Falkenberg HK, Bex PJ

Department of Optometry and Vision Science, Buskerud University College, Kongsberg, Norway. helle.falkenberg@hibu.no

PURPOSE: Primary open angle glaucoma (POAG) is a leading cause of irreversible adult blindness and is characterized by progressive optic neuropathy and constriction of the visual field.

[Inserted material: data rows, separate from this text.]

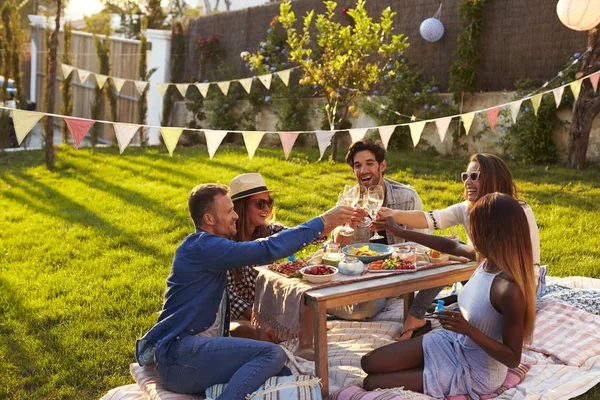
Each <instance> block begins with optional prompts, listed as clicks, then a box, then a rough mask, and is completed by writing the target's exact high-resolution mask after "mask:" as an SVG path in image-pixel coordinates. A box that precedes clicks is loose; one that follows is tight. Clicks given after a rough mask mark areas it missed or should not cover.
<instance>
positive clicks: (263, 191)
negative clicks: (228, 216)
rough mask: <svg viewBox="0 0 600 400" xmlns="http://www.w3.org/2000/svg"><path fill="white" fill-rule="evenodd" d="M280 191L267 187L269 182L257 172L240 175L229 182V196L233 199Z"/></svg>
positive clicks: (238, 198)
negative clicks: (248, 173) (263, 193)
mask: <svg viewBox="0 0 600 400" xmlns="http://www.w3.org/2000/svg"><path fill="white" fill-rule="evenodd" d="M278 191H279V190H269V189H267V184H266V183H265V180H264V179H263V177H262V175H261V174H259V173H256V172H253V173H249V174H241V175H238V176H236V177H235V178H233V179H232V180H231V182H229V196H231V200H238V199H241V198H244V197H248V196H253V195H255V194H258V193H265V192H267V193H271V192H278Z"/></svg>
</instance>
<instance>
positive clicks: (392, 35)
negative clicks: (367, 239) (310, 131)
mask: <svg viewBox="0 0 600 400" xmlns="http://www.w3.org/2000/svg"><path fill="white" fill-rule="evenodd" d="M324 4H325V7H326V10H327V11H326V12H325V13H324V14H319V15H317V16H316V21H315V24H314V29H313V28H312V25H313V20H314V19H315V12H314V10H312V11H310V12H309V13H308V14H307V15H306V16H305V17H304V24H303V26H304V28H303V32H302V34H299V33H298V32H297V31H296V28H294V24H295V23H296V21H297V19H296V15H295V14H294V12H293V11H292V5H291V2H290V1H289V0H286V1H285V2H283V3H281V5H280V13H279V17H278V19H279V22H281V24H282V26H283V27H284V28H285V29H286V30H287V43H288V45H289V46H290V49H291V51H290V55H289V58H290V60H291V61H292V62H294V63H295V64H297V65H298V67H299V69H300V71H301V73H302V78H301V79H300V84H302V85H313V86H314V87H316V88H317V93H316V94H317V95H320V96H322V97H323V98H324V99H325V103H326V104H325V115H326V118H327V122H328V124H329V128H330V129H331V130H334V129H336V128H337V127H338V125H339V124H340V123H341V122H342V121H344V120H345V119H346V117H347V115H348V113H352V114H355V113H356V112H357V111H356V100H357V98H358V96H360V95H361V94H362V93H364V92H367V91H369V90H370V89H371V88H372V87H373V86H374V85H375V84H377V83H378V82H379V81H380V79H381V77H382V75H383V73H384V71H385V68H386V66H387V65H388V64H389V63H390V62H391V60H392V57H393V56H395V55H396V54H398V53H400V52H403V51H404V50H405V49H406V48H407V46H408V41H407V39H406V38H404V36H403V35H402V34H400V35H393V34H392V31H393V25H392V17H393V16H394V15H395V14H396V13H395V12H393V11H392V10H391V9H390V8H389V7H388V8H386V9H385V10H383V12H382V14H381V17H380V22H373V19H372V18H370V17H369V16H368V15H367V11H366V10H365V1H364V0H358V2H357V3H356V7H355V8H353V9H350V10H348V12H347V15H348V16H349V17H350V19H351V20H352V22H351V23H350V24H349V25H346V26H344V25H342V24H341V23H339V22H336V21H335V19H336V18H335V17H336V15H335V9H336V7H337V3H335V2H334V1H325V2H324ZM250 62H251V64H252V65H253V66H254V67H260V66H261V65H262V64H263V63H264V57H263V56H261V55H260V54H258V53H255V54H253V55H251V57H250ZM387 74H388V75H389V76H392V75H394V71H393V70H390V71H388V72H387ZM335 152H336V146H335V141H334V146H333V149H332V157H333V158H334V159H335Z"/></svg>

Behavioral tests for POAG target retinal ganglion cell (RGC) classes that have reduced redundancy or that might be selectively damaged, but these tests cannot differentiate dysfunctional from nonfunctional RGC inputs to motion sensors. In this study, a signal-to-noise motion-sensitivity task was used to investigate the sources of motion-sensitivity loss in patients with POAG. METHODS: An equivalent noise paradigm was used to investigate sensitivity to the direction of radial optic flow patterns across the visual field in visually normal observers and patients with POAG. Internal noise and sampling efficiency were estimated from the direction of heading contrast-discrimination thresholds as a function of the level of added external noise. RESULTS: Contrast sensitivity to optic flow fell with retinal eccentricity for all observers, and decreased with both age and POAG. Equivalent noise analysis showed that the fall-off with eccentricity was primarily due to reduced sampling efficiency with relatively little increase in the level of internal noise and that the fall-off with age was attributable to both sources of error. Compared with age-matched control observers, patients with POAG have similar levels of internal noise but significantly lower sampling efficiency at all retinal loci. CONCLUSIONS: Motion-sensitivity losses with age, eccentricity, and POAG can arise from higher levels of internal noise and lower sampling efficiency. The central and peripheral glaucomatous neuropathy is mostly attributable to a reduction in sampling efficiency, suggesting that RGCs are nonfunctional rather than dysfunctional in this condition.

Published 25 May 2007 in Invest Ophthalmol Vis Sci, 48(6): 2913-21.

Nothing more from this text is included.